Além de juntar dinheiro para pagar o save no final do mapa, Tcheco também precisa coletar letras em seu passeio de skate. Reunidas, essas letras dão a dica para a pessoa para quem ele vai telefonar para pedir uma ajuda para a batalha com o boss da fase. É nesse momento que entram os convidados especiais de Skatemasta Tcheco, como Mavra, heroína de Blazing Chrome, ou Dandy, de Dandy & Randy, para combater inimigos como o meme Sônica. É uma festa de arromba e muita gente ainda pode chegar. Barbosa é querido por todos e sua casa está de portas abertas.
Eu vou fazer de um jeito que ela não vai esquecer
Skatemasta Tcheco não mexe um pixel no estilo visual do jogo anterior e isso é bom. O mundo de Tcheco é 2D, é retrô, tem linhas de televisão velha, tem traços simples. É um retrato Polaroid da era NES, uma era que permanece viva no coração de marmanjos e ainda consegue cativar a molecada.

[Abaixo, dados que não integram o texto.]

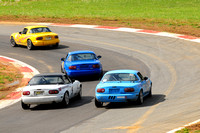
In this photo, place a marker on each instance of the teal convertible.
(122, 86)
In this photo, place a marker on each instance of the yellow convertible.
(32, 36)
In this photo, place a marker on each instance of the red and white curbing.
(122, 29)
(177, 129)
(27, 71)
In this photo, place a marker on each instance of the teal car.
(122, 86)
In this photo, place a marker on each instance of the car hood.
(49, 87)
(116, 84)
(44, 34)
(85, 62)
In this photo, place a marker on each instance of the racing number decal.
(112, 97)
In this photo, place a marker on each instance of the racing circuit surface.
(172, 64)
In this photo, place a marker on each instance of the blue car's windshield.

Tecnicamente falando, tem alguma marotagem em cena: apertar F12 não ativa a captura de tela do Steam, mas o debugador do navegador. Seria Skatemasta Tcheco um jogo em Flash rodando em um navegador Chrome encapsulado? Estamos aqui diante de uma gambiarra tecnológica, outra demonstração do espírito “do it yourself” de Barbosa, mais um detalhe punk da trajetória de uma franquia que ninguém segura mais.
A trilha sonora é o glacê do bolo, mais uma camada de nostalgia que nos leva para outros tempos e o casamento perfeito para seu gráfico charmosamente ultrapassado. Efeitos sonoros propositalmente toscos e surpreendentes completam a experiência.
Skatemasta Tcheco termina sendo uma palpável evolução do que foi visto antes. Não uma revolução, ou não seria outro jogo do Tcheco, mas uma caminhada (de skate) em direção a um jogo melhor elaborado, mais coeso, mas não menos simpático ou imprevisível.